Reaching behind him to where he'd set the cane to the wall, he snagged it and forced himself to his feet, shouldering the weight of the files into a tuck against his left side as he did so. He was about to go start making phone calls.
no subject
Date: 2007-03-08 01:17 am (UTC)"You're not interested in the job," she said. Her tone was decisive. "Even if you were, you have to admit that you've got it good here. You wouldn't last a week under Mark --" she leaned forward, dropping her tone to an arch musing "-- he's not as creative as I am."
no subject
Date: 2007-03-08 01:49 am (UTC)Bracing his cane against his leg a bit more tightly, eyes pinned down on her, curious as much as he was wary. She was standing closer to him than she typically did at work, as well.

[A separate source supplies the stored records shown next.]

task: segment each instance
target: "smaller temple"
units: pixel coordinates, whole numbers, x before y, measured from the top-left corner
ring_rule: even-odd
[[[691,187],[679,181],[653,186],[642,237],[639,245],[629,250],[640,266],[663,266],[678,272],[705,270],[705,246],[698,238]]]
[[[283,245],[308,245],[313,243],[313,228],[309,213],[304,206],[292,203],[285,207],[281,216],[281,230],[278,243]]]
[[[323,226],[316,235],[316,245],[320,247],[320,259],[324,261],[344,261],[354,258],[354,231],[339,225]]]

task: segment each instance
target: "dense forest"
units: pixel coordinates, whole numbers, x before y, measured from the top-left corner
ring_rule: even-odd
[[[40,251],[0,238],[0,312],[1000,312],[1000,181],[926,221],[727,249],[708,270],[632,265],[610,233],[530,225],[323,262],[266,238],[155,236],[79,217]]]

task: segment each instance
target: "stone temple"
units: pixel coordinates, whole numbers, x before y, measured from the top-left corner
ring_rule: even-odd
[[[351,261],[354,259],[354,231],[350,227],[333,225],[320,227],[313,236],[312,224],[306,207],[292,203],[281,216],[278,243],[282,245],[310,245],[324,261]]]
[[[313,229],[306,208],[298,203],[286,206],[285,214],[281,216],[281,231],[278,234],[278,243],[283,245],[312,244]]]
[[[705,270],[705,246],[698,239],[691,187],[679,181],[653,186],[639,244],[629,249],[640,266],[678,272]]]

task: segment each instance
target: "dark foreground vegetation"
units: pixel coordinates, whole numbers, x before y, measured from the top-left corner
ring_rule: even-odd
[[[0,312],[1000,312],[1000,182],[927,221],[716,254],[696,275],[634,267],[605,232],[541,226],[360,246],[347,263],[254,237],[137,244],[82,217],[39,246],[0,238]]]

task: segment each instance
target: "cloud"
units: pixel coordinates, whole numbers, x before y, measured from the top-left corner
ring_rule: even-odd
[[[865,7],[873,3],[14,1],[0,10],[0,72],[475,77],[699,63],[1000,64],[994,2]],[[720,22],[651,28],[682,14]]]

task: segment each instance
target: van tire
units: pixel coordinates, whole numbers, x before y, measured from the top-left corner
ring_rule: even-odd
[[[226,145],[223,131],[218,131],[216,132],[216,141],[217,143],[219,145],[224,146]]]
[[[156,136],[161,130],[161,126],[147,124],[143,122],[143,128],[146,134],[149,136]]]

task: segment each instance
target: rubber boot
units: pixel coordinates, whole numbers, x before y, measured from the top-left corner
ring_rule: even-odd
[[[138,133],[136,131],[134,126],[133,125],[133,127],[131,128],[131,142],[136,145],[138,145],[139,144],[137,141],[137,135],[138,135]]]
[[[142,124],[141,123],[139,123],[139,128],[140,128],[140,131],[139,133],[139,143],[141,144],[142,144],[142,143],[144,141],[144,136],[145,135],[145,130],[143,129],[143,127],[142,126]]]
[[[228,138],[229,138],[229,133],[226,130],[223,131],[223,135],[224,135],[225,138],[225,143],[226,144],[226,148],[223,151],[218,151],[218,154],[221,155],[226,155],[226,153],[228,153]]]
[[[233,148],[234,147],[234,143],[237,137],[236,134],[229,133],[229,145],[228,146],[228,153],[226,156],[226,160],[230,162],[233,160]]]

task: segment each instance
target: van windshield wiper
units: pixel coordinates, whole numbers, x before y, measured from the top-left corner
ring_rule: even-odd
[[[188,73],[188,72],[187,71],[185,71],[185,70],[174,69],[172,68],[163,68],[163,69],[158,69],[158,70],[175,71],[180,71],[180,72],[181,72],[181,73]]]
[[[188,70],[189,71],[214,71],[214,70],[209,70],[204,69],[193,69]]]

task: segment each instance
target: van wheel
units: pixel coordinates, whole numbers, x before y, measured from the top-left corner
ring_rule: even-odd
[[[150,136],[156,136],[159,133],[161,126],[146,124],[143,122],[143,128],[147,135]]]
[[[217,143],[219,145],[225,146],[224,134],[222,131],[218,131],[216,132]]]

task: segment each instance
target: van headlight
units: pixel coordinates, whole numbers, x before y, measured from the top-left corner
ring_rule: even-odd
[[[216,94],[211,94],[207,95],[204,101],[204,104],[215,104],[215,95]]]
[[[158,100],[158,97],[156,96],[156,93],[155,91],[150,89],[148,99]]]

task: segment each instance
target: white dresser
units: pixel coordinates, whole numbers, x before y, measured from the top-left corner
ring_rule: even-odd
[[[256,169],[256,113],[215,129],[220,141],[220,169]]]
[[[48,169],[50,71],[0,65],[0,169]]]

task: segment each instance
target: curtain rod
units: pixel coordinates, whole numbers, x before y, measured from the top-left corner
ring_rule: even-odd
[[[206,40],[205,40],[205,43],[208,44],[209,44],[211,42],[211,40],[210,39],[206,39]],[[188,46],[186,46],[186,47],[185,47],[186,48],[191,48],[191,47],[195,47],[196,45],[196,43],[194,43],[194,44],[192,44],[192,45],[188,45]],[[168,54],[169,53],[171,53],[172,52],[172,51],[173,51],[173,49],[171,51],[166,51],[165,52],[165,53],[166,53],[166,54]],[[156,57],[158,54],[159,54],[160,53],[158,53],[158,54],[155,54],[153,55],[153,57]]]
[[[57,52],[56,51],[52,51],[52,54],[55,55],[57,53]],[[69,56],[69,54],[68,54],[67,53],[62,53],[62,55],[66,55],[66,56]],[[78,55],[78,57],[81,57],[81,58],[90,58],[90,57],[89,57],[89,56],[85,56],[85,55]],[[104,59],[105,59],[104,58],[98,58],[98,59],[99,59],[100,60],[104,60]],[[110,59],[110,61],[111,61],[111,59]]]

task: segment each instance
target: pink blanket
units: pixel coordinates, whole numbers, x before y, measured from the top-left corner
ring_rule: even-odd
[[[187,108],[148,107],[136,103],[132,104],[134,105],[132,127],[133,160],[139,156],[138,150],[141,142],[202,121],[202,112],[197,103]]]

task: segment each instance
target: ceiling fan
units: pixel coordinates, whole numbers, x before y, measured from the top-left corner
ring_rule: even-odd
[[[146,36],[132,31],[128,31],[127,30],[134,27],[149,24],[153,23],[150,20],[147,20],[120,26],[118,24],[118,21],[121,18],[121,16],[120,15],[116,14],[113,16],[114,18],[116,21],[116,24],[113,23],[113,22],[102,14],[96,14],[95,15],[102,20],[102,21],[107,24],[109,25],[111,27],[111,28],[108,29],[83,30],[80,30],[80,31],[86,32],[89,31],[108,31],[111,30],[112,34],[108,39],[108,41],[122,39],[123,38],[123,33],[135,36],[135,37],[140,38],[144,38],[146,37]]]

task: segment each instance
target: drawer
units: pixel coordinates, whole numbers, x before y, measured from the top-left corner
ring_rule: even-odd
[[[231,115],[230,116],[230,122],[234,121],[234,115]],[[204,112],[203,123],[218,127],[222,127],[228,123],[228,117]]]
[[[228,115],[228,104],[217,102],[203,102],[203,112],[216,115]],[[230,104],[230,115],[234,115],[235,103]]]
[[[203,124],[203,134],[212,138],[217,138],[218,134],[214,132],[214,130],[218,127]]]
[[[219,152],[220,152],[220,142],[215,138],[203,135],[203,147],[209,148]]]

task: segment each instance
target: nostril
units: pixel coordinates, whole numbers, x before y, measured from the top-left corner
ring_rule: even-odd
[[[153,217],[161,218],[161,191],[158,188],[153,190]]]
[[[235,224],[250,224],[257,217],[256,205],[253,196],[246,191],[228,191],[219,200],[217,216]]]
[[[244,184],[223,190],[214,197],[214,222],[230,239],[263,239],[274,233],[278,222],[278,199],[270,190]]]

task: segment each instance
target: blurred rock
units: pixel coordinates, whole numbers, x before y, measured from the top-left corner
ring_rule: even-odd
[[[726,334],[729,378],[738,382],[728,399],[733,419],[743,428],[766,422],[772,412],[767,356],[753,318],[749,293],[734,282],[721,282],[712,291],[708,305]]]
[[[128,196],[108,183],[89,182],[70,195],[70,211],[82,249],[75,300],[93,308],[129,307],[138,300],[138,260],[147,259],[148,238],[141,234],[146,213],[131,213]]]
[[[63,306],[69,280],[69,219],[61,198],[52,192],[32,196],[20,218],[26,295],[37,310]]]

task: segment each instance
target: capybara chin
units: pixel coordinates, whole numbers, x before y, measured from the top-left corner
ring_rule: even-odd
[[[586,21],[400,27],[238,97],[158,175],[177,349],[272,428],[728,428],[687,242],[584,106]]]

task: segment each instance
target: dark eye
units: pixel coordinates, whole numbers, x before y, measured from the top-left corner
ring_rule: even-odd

Pursing his lips thoughtfully for a moment, he adjusted his posture to emulate her lean, closing the distance further until his head, hung forward as if on a hinge, had to hitch closer to his chest at the chin so he could continue meeting her gaze.
"Is that what you call it? 'Creative'? I'll admit I've got it good here if you admit you called him for your own selfish reasons -- nothing to do with what I wanted or what's good for the hospital. You don't want me going anywhere."
no subject
Date: 2007-03-08 02:38 am (UTC)She kept her ground, dropped and rolled her shoulders back to confident stations. She had meant at first to temper the level of her smile, but it spread, unwieldy and of its own volition, and she nearly lost her hold on his eyes because of it.
"I want those signatures, House."
no subject
Date: 2007-03-08 02:47 am (UTC)Suddenly, his expression wiped from its studious turn, contouring out easily into indifference and he rolled shoulders back into a shrug of emphasis. "Fine. I'll call him after I've signed your papers." Turning just as promptly from her as the facial change, he balanced himself and faltered into a hastened limp for the door.
The gall bladder surgery had been very, very boring anyway. At least in his office he could crank up his iPod while he signed.
And if he got bored, the ducklings and Wilson alike were close. He could take a break and bother them.